There's a method called backtracking line search used in implementations of gradient descent based off of the Armijo–Goldstein condition. Intuitively, the idea is that we choose a step size that yields a decrease in the objective function that is close to what we should expect based on the gradient of the function at our current location.

For example, if we look at the step from x0 to x1 in the graph above, back tracking line search would tell us that the step size is way too big because the gradient at x0 is quite steep and we should thus expect a much larger decrease in the objective function after taking an appropriately sized step than what we see if we were to take the step from x0 to x1. With backtracking line search, we start off with a large step size and gradually shrink it (if necessary) until the decrease in the objective function is within some range of what we expect based on the gradient.

kmcrane

If I remember correctly, I don't think backtracking the Armijo-Goldstein condition is guaranteed to find a local minimum, is it?
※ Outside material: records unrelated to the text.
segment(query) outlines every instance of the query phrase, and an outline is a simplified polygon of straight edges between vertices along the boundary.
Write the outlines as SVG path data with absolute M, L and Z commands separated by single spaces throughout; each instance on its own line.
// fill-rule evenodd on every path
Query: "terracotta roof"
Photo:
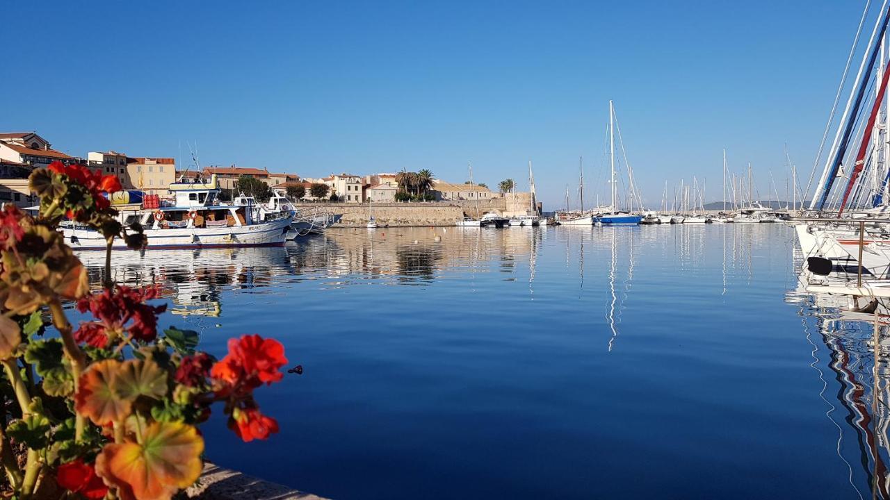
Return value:
M 118 154 L 119 155 L 119 154 L 123 154 L 123 153 L 115 153 L 115 154 Z M 126 163 L 128 163 L 128 164 L 129 163 L 133 163 L 133 164 L 145 165 L 146 162 L 148 162 L 148 161 L 153 161 L 157 165 L 176 165 L 176 159 L 175 158 L 153 158 L 153 157 L 128 157 L 126 158 Z
M 441 181 L 433 184 L 433 190 L 436 191 L 491 191 L 491 190 L 483 188 L 479 184 L 452 184 L 451 182 L 442 182 Z
M 0 141 L 4 146 L 6 146 L 10 149 L 19 153 L 20 155 L 31 155 L 35 157 L 46 157 L 50 158 L 65 158 L 69 159 L 72 157 L 62 153 L 61 151 L 56 151 L 55 149 L 33 149 L 25 146 L 20 146 L 19 144 L 13 144 L 12 142 L 4 142 Z
M 204 172 L 206 173 L 216 173 L 217 175 L 262 175 L 268 176 L 269 173 L 259 168 L 248 168 L 244 166 L 206 166 Z

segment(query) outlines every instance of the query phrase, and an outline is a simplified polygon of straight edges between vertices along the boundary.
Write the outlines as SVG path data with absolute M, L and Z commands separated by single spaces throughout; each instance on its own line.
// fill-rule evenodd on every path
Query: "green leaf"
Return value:
M 74 392 L 74 376 L 64 367 L 52 369 L 44 375 L 43 388 L 49 396 L 70 396 Z
M 193 353 L 200 337 L 200 334 L 194 330 L 180 330 L 176 327 L 164 330 L 164 338 L 174 349 L 183 354 Z
M 31 449 L 40 449 L 49 443 L 47 433 L 50 421 L 45 416 L 34 414 L 9 424 L 6 433 L 11 438 Z
M 44 318 L 40 310 L 35 310 L 28 317 L 28 320 L 21 326 L 21 332 L 26 335 L 43 335 Z
M 37 375 L 44 377 L 51 371 L 61 368 L 63 358 L 64 349 L 60 339 L 34 341 L 25 351 L 25 361 L 34 365 Z

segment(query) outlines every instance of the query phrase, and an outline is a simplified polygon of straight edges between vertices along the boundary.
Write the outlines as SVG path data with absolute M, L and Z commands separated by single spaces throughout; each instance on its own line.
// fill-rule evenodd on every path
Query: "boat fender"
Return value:
M 831 263 L 831 261 L 824 257 L 807 257 L 806 269 L 810 270 L 810 272 L 813 274 L 828 276 L 831 274 L 834 264 Z

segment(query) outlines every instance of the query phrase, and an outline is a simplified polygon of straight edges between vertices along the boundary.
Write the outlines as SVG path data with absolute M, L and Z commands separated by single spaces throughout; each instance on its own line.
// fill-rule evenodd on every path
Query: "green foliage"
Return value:
M 254 197 L 257 201 L 268 201 L 272 195 L 272 190 L 268 184 L 250 175 L 240 175 L 235 182 L 235 190 Z
M 9 424 L 6 433 L 17 442 L 37 449 L 49 444 L 50 420 L 40 414 L 32 414 Z
M 164 339 L 181 354 L 191 354 L 198 347 L 198 341 L 200 335 L 194 330 L 181 330 L 176 327 L 170 327 L 164 330 Z
M 306 196 L 306 188 L 303 186 L 287 186 L 287 196 L 294 199 L 303 199 Z

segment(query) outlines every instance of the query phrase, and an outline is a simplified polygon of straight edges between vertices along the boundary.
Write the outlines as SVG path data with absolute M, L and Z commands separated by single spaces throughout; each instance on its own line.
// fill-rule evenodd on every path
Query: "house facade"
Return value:
M 442 181 L 433 181 L 430 192 L 436 201 L 487 200 L 493 198 L 491 190 L 477 184 L 452 184 Z
M 34 132 L 0 133 L 0 159 L 24 164 L 32 169 L 48 166 L 54 161 L 65 165 L 78 162 L 78 158 L 53 149 L 52 144 Z

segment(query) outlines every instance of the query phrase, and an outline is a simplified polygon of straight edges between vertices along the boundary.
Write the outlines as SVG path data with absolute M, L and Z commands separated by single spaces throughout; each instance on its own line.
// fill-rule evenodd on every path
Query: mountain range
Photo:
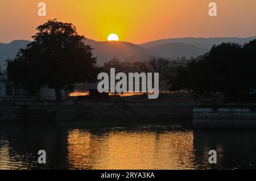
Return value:
M 162 57 L 174 60 L 177 57 L 191 56 L 196 57 L 208 52 L 213 45 L 223 42 L 233 42 L 244 44 L 256 39 L 256 36 L 246 38 L 185 37 L 167 39 L 135 44 L 125 41 L 97 41 L 86 39 L 85 43 L 94 48 L 92 53 L 97 57 L 97 64 L 104 65 L 113 57 L 121 61 L 142 61 L 150 59 L 150 56 Z M 19 49 L 25 48 L 30 41 L 15 40 L 9 44 L 0 43 L 0 65 L 6 69 L 5 60 L 14 58 Z

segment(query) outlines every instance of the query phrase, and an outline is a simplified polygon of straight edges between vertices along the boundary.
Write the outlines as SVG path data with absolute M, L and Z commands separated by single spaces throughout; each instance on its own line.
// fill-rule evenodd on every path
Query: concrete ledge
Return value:
M 193 110 L 195 128 L 256 128 L 256 112 L 249 108 L 199 108 Z

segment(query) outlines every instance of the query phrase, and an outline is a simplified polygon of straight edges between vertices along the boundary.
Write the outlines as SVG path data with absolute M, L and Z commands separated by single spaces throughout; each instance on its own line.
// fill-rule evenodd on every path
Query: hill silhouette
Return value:
M 2 69 L 6 69 L 5 60 L 14 58 L 19 49 L 25 48 L 31 41 L 27 40 L 14 40 L 9 44 L 0 43 L 0 65 Z
M 145 48 L 160 45 L 167 43 L 182 43 L 187 45 L 192 45 L 199 48 L 206 49 L 210 49 L 213 45 L 219 45 L 223 42 L 233 42 L 240 44 L 244 44 L 251 40 L 256 39 L 256 36 L 249 37 L 210 37 L 210 38 L 200 38 L 200 37 L 182 37 L 176 39 L 167 39 L 149 41 L 143 44 L 139 44 L 140 46 Z
M 93 56 L 97 57 L 97 64 L 104 62 L 115 57 L 120 61 L 143 61 L 148 60 L 150 56 L 162 57 L 175 59 L 177 57 L 191 56 L 196 57 L 208 52 L 214 44 L 222 42 L 234 42 L 243 44 L 255 37 L 247 38 L 180 38 L 159 40 L 137 45 L 125 41 L 97 41 L 86 39 L 85 43 L 90 45 L 94 49 Z M 25 48 L 31 41 L 15 40 L 9 44 L 0 43 L 0 65 L 2 69 L 6 69 L 5 61 L 15 58 L 19 49 Z
M 181 43 L 163 43 L 150 47 L 148 49 L 157 53 L 161 57 L 168 57 L 171 59 L 183 56 L 187 58 L 190 58 L 191 56 L 197 57 L 209 50 Z

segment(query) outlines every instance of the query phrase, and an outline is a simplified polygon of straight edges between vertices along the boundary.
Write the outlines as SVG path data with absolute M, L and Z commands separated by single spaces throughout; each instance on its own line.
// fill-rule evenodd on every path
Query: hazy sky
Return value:
M 38 15 L 45 2 L 47 16 Z M 217 5 L 210 17 L 208 5 Z M 181 37 L 256 36 L 256 0 L 1 0 L 0 42 L 31 40 L 47 19 L 72 23 L 79 34 L 142 43 Z

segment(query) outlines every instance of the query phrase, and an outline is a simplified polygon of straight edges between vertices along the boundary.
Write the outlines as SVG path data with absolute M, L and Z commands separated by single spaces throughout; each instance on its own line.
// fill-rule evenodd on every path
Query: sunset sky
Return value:
M 38 15 L 45 2 L 47 16 Z M 217 5 L 210 17 L 208 5 Z M 0 42 L 31 40 L 36 27 L 48 19 L 72 23 L 79 34 L 106 41 L 142 43 L 182 37 L 256 36 L 255 0 L 1 0 Z

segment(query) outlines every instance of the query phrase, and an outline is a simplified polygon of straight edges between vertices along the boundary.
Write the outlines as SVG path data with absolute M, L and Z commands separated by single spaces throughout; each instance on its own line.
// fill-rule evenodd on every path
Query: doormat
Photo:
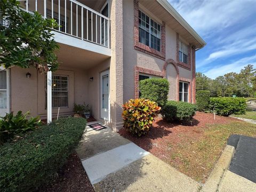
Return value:
M 100 130 L 102 130 L 102 129 L 107 129 L 107 127 L 98 123 L 91 124 L 89 126 L 89 127 L 92 128 L 93 130 L 95 130 L 95 131 L 100 131 Z

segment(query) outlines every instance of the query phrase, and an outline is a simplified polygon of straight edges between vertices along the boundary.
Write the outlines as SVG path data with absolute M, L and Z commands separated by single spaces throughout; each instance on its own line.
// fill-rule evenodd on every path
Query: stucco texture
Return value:
M 125 23 L 123 25 L 123 89 L 124 102 L 126 102 L 131 98 L 134 98 L 135 95 L 134 66 L 162 72 L 165 60 L 134 49 L 134 2 L 133 1 L 124 1 L 123 4 L 123 23 Z M 139 7 L 140 9 L 146 9 L 140 3 Z M 149 16 L 153 18 L 157 18 L 156 15 L 152 14 Z M 165 26 L 165 60 L 171 59 L 177 61 L 176 32 L 167 25 Z M 180 76 L 192 79 L 191 70 L 180 67 L 179 69 Z M 168 99 L 177 100 L 177 71 L 172 64 L 168 64 L 167 66 L 166 78 L 170 85 Z

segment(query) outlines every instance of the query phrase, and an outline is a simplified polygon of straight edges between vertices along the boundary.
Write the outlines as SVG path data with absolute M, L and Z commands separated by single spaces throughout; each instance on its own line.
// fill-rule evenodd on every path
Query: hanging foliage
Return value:
M 35 67 L 41 73 L 58 69 L 59 46 L 51 33 L 58 27 L 53 19 L 28 13 L 17 0 L 0 2 L 0 66 Z

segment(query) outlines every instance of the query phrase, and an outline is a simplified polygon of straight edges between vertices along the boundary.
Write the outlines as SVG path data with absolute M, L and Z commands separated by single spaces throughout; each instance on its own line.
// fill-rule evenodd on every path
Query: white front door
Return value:
M 100 117 L 109 121 L 109 70 L 100 74 Z
M 10 113 L 9 77 L 8 70 L 0 71 L 0 117 Z

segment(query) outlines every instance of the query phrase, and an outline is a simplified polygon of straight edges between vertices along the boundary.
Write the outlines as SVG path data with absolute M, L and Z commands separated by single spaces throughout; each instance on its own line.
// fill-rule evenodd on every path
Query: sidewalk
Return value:
M 109 128 L 96 131 L 87 126 L 84 137 L 77 152 L 96 191 L 200 189 L 199 183 Z
M 202 185 L 96 123 L 99 122 L 88 123 L 77 149 L 96 191 L 256 191 L 256 183 L 229 170 L 236 152 L 237 146 L 233 143 L 236 139 L 229 140 L 207 180 Z M 99 130 L 91 128 L 92 124 Z

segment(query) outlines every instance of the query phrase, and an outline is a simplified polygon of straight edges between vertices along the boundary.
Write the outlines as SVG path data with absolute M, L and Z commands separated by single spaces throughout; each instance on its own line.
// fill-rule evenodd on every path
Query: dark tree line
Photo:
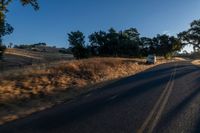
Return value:
M 90 44 L 85 45 L 85 36 L 82 32 L 68 34 L 69 44 L 77 59 L 90 56 L 144 57 L 148 54 L 168 58 L 183 47 L 181 40 L 174 36 L 140 37 L 135 28 L 124 31 L 110 28 L 107 32 L 94 32 L 88 38 Z

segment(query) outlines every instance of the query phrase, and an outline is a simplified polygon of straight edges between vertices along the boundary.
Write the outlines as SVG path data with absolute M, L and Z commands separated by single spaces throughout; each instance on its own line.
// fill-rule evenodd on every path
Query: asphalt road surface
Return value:
M 200 133 L 200 68 L 159 65 L 0 126 L 0 133 Z

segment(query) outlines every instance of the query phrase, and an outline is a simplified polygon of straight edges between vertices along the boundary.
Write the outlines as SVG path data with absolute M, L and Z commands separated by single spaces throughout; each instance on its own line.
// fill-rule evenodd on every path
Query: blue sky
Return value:
M 67 33 L 91 32 L 113 27 L 135 27 L 141 36 L 176 35 L 200 18 L 200 0 L 39 0 L 40 10 L 22 7 L 15 0 L 7 14 L 15 28 L 5 37 L 14 44 L 46 42 L 67 47 Z

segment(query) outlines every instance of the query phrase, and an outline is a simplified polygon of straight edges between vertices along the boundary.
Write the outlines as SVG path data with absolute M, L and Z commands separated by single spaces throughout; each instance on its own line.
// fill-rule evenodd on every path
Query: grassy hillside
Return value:
M 0 72 L 13 68 L 23 68 L 30 65 L 49 63 L 60 60 L 71 60 L 73 55 L 58 52 L 34 52 L 22 49 L 7 49 L 4 62 L 0 61 Z
M 158 64 L 166 62 L 158 59 Z M 144 59 L 91 58 L 44 63 L 1 73 L 0 123 L 66 101 L 96 88 L 99 83 L 133 75 L 153 66 L 146 65 Z

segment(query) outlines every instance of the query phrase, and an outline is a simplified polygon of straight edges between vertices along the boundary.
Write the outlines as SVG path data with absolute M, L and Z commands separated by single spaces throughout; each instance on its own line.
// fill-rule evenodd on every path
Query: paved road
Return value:
M 0 133 L 151 132 L 200 132 L 200 68 L 160 65 L 0 127 Z

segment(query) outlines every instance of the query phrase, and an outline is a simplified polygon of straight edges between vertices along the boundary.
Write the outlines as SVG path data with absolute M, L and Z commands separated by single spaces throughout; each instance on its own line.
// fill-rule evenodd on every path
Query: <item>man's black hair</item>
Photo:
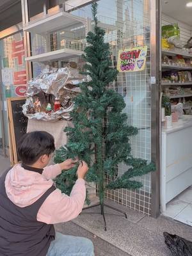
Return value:
M 40 156 L 55 150 L 54 139 L 49 133 L 38 131 L 26 133 L 19 143 L 18 154 L 22 163 L 34 164 Z

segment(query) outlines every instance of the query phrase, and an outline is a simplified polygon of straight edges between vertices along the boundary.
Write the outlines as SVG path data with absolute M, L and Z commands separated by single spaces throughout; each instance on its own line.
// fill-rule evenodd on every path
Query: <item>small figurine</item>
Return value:
M 55 102 L 54 103 L 54 111 L 56 112 L 57 110 L 60 110 L 61 108 L 61 104 L 60 100 L 58 98 L 56 98 Z
M 50 113 L 52 111 L 51 106 L 50 103 L 48 103 L 47 108 L 46 108 L 46 112 Z
M 33 106 L 27 106 L 27 114 L 35 114 L 35 111 Z
M 36 99 L 36 101 L 34 103 L 34 108 L 35 109 L 35 112 L 40 112 L 40 108 L 41 108 L 41 102 L 39 100 L 38 98 Z

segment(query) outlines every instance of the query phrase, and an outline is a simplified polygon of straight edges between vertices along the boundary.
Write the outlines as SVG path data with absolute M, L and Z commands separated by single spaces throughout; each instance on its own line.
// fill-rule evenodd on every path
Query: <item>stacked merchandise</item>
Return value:
M 161 45 L 163 51 L 172 51 L 180 54 L 192 53 L 191 38 L 184 45 L 180 39 L 180 29 L 177 24 L 162 26 Z
M 192 59 L 184 59 L 181 55 L 176 56 L 163 56 L 162 63 L 172 66 L 191 68 L 192 67 Z
M 162 74 L 163 83 L 192 82 L 192 74 L 189 71 L 166 71 Z

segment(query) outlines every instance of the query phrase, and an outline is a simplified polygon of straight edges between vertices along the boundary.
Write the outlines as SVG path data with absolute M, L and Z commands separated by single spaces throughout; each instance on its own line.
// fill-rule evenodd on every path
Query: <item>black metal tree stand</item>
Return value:
M 84 207 L 83 209 L 83 210 L 86 210 L 87 209 L 93 208 L 93 207 L 95 207 L 99 206 L 99 205 L 100 206 L 100 214 L 101 214 L 101 215 L 102 215 L 103 220 L 104 220 L 104 230 L 105 231 L 107 231 L 107 224 L 106 224 L 106 218 L 105 218 L 104 207 L 112 209 L 113 210 L 116 211 L 117 212 L 123 213 L 125 215 L 125 218 L 127 219 L 127 213 L 125 212 L 124 212 L 123 211 L 119 210 L 118 209 L 116 209 L 115 207 L 113 207 L 112 206 L 108 205 L 108 204 L 106 204 L 104 203 L 102 203 L 102 204 L 98 203 L 98 204 L 94 204 L 93 205 L 88 206 L 86 207 Z M 82 213 L 84 213 L 84 214 L 89 213 L 90 214 L 91 212 L 82 212 Z

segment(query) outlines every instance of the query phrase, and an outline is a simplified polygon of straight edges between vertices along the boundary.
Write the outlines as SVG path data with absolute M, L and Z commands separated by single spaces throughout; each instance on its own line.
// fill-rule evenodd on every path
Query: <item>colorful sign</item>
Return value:
M 142 71 L 145 68 L 147 46 L 118 51 L 117 70 L 120 72 Z

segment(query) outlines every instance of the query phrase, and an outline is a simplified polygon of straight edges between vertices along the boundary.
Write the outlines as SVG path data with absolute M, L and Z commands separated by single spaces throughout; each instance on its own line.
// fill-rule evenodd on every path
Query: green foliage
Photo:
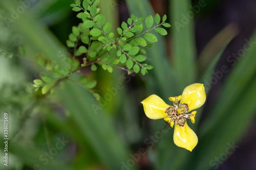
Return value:
M 75 4 L 70 5 L 72 10 L 82 12 L 77 14 L 77 17 L 81 19 L 82 22 L 77 26 L 73 26 L 72 33 L 67 40 L 67 45 L 74 48 L 74 54 L 72 58 L 67 57 L 66 69 L 59 69 L 51 68 L 49 75 L 43 75 L 41 80 L 35 80 L 33 86 L 35 90 L 41 88 L 43 94 L 52 89 L 62 81 L 68 79 L 74 73 L 83 67 L 90 66 L 93 71 L 97 70 L 99 65 L 103 70 L 112 73 L 114 68 L 126 70 L 128 74 L 132 72 L 138 73 L 142 75 L 147 73 L 147 70 L 153 67 L 143 62 L 146 60 L 145 47 L 150 47 L 147 41 L 156 42 L 158 41 L 156 35 L 150 32 L 156 31 L 159 34 L 166 35 L 166 31 L 161 26 L 168 26 L 169 24 L 165 22 L 166 16 L 160 22 L 161 18 L 158 14 L 155 16 L 150 15 L 145 19 L 142 17 L 131 15 L 127 23 L 122 22 L 121 28 L 117 28 L 118 35 L 110 32 L 112 25 L 106 22 L 108 18 L 102 14 L 99 14 L 99 9 L 97 8 L 99 1 L 85 0 L 81 3 L 80 1 L 75 1 Z M 143 28 L 146 28 L 143 32 Z M 80 44 L 78 42 L 81 42 Z M 78 46 L 78 44 L 79 44 Z M 80 63 L 76 59 L 78 56 L 83 56 L 83 63 Z M 41 57 L 37 59 L 41 65 L 47 66 L 47 61 Z M 42 64 L 42 63 L 44 63 Z M 122 67 L 127 67 L 127 69 Z M 97 84 L 94 80 L 88 81 L 82 77 L 79 83 L 86 89 L 92 91 Z M 81 80 L 82 81 L 81 82 Z M 99 99 L 97 94 L 93 94 Z

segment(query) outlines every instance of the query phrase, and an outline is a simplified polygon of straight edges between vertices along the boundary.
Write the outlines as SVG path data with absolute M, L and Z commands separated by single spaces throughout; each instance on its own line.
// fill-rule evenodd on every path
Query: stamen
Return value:
M 174 122 L 172 120 L 170 117 L 165 117 L 163 119 L 167 122 L 170 125 L 172 128 L 174 127 Z
M 188 111 L 188 106 L 186 103 L 181 103 L 179 106 L 179 109 L 178 110 L 178 113 L 186 113 Z
M 178 96 L 176 96 L 174 98 L 174 97 L 169 98 L 169 100 L 174 102 L 174 108 L 175 109 L 175 111 L 176 111 L 177 109 L 178 109 L 178 102 L 181 99 L 181 95 L 179 95 Z
M 175 114 L 175 111 L 174 110 L 174 108 L 173 106 L 170 106 L 165 109 L 165 113 L 169 117 L 173 116 Z
M 176 124 L 179 126 L 184 126 L 186 121 L 186 119 L 183 117 L 179 116 L 176 118 Z

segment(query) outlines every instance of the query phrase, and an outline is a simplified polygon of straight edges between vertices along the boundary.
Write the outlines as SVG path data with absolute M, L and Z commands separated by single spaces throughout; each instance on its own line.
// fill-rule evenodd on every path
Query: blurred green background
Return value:
M 1 142 L 0 169 L 256 169 L 254 1 L 101 0 L 113 32 L 132 13 L 166 14 L 172 27 L 145 48 L 154 66 L 145 76 L 77 73 L 98 81 L 99 102 L 68 81 L 46 96 L 32 86 L 45 71 L 33 62 L 37 54 L 65 67 L 72 53 L 66 40 L 81 21 L 73 3 L 0 1 L 0 136 L 7 112 L 10 139 L 8 166 Z M 204 84 L 207 101 L 189 124 L 199 138 L 190 152 L 174 144 L 163 119 L 145 116 L 140 102 L 155 94 L 171 104 L 168 97 L 194 83 Z

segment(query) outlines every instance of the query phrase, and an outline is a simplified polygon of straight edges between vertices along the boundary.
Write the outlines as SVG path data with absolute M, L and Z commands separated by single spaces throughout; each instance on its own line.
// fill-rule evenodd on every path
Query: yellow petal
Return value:
M 158 96 L 155 94 L 151 95 L 141 103 L 143 105 L 145 113 L 148 118 L 157 119 L 168 117 L 165 111 L 170 106 Z
M 203 84 L 195 83 L 186 87 L 183 90 L 180 103 L 188 106 L 188 111 L 196 109 L 203 105 L 206 99 Z
M 191 113 L 190 120 L 192 123 L 195 124 L 195 117 L 196 116 L 196 114 L 197 114 L 197 111 L 194 111 Z
M 186 122 L 183 127 L 175 123 L 174 141 L 177 146 L 192 151 L 197 145 L 198 138 L 196 133 L 188 127 Z

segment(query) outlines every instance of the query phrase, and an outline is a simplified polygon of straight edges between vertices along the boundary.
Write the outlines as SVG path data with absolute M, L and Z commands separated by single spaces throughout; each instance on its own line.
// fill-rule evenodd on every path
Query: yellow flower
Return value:
M 177 97 L 169 98 L 174 106 L 166 104 L 158 96 L 153 94 L 143 101 L 144 111 L 150 118 L 164 118 L 172 127 L 174 124 L 174 141 L 175 144 L 192 151 L 197 145 L 197 135 L 187 124 L 186 118 L 195 123 L 196 111 L 188 113 L 203 105 L 206 95 L 203 84 L 195 83 L 186 87 L 182 94 Z M 180 105 L 178 102 L 180 100 Z

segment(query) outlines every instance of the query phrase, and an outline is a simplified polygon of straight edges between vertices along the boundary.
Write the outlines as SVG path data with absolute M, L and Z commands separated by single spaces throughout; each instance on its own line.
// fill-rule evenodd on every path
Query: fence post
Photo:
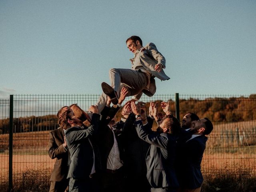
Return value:
M 9 191 L 12 189 L 12 127 L 13 125 L 13 95 L 10 95 L 9 119 Z
M 175 93 L 176 118 L 180 121 L 180 100 L 178 93 Z

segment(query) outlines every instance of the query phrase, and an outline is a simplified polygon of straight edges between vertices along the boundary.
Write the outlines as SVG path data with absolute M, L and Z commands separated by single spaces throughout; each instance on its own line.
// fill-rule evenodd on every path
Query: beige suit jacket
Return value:
M 140 50 L 139 54 L 141 64 L 152 75 L 149 88 L 144 89 L 142 92 L 148 96 L 151 97 L 155 94 L 156 90 L 156 82 L 154 78 L 154 77 L 163 81 L 170 79 L 170 77 L 165 74 L 163 69 L 161 70 L 160 72 L 155 70 L 155 66 L 158 64 L 161 64 L 164 66 L 163 68 L 165 68 L 165 58 L 157 50 L 156 45 L 153 43 L 150 43 L 142 47 Z M 134 97 L 138 100 L 142 95 L 142 92 L 140 92 Z

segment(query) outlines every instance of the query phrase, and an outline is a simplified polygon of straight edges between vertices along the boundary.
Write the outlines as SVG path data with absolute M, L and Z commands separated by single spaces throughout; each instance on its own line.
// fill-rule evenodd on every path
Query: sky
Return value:
M 0 28 L 0 98 L 100 94 L 132 35 L 166 58 L 156 94 L 256 93 L 255 0 L 1 0 Z

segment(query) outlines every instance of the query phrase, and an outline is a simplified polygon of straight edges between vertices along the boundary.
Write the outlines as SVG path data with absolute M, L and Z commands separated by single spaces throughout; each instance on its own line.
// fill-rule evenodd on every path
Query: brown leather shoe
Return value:
M 88 120 L 90 122 L 90 116 L 84 112 L 77 104 L 72 104 L 69 107 L 73 110 L 76 116 L 83 122 Z
M 118 95 L 112 87 L 107 83 L 103 82 L 101 84 L 101 87 L 104 93 L 110 98 L 111 102 L 113 104 L 116 105 L 118 103 Z

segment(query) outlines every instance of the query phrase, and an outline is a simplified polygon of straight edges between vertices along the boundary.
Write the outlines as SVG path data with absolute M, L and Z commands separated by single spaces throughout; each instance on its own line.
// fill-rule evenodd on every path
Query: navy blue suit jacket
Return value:
M 171 134 L 148 132 L 142 122 L 135 122 L 140 138 L 150 144 L 146 157 L 147 178 L 154 188 L 178 187 L 174 170 L 176 138 Z
M 176 170 L 182 188 L 196 189 L 202 185 L 204 178 L 200 164 L 207 139 L 205 136 L 200 135 L 179 143 Z

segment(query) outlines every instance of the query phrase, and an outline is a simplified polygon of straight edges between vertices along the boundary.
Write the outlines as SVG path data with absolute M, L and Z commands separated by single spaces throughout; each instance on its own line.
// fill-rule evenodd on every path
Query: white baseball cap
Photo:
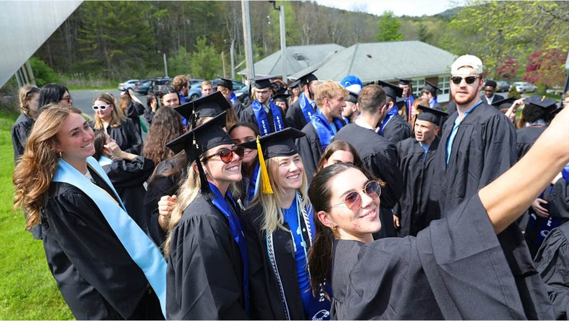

There are other schemes (e.g., interval search on the Armijo-Wolfe condition) that will guarantee that you always converge at least to a local minimum, which is a useful guarantee to be able to make in a practical solver (i.e., that the solver eventually stops somewhere useful! :-))

lucida

@kmcrane Yes, agreed, backtracking line search is not guaranteed to find the local minimum, it just helps you choose productive steps towards the local minimum :)

When I used backtracking line search for a multinomial logistic regression I had an error tolerance threshold epsilon. Once the loss function was close enough to zero (within this predefined epsilon), I terminated the gradient descent.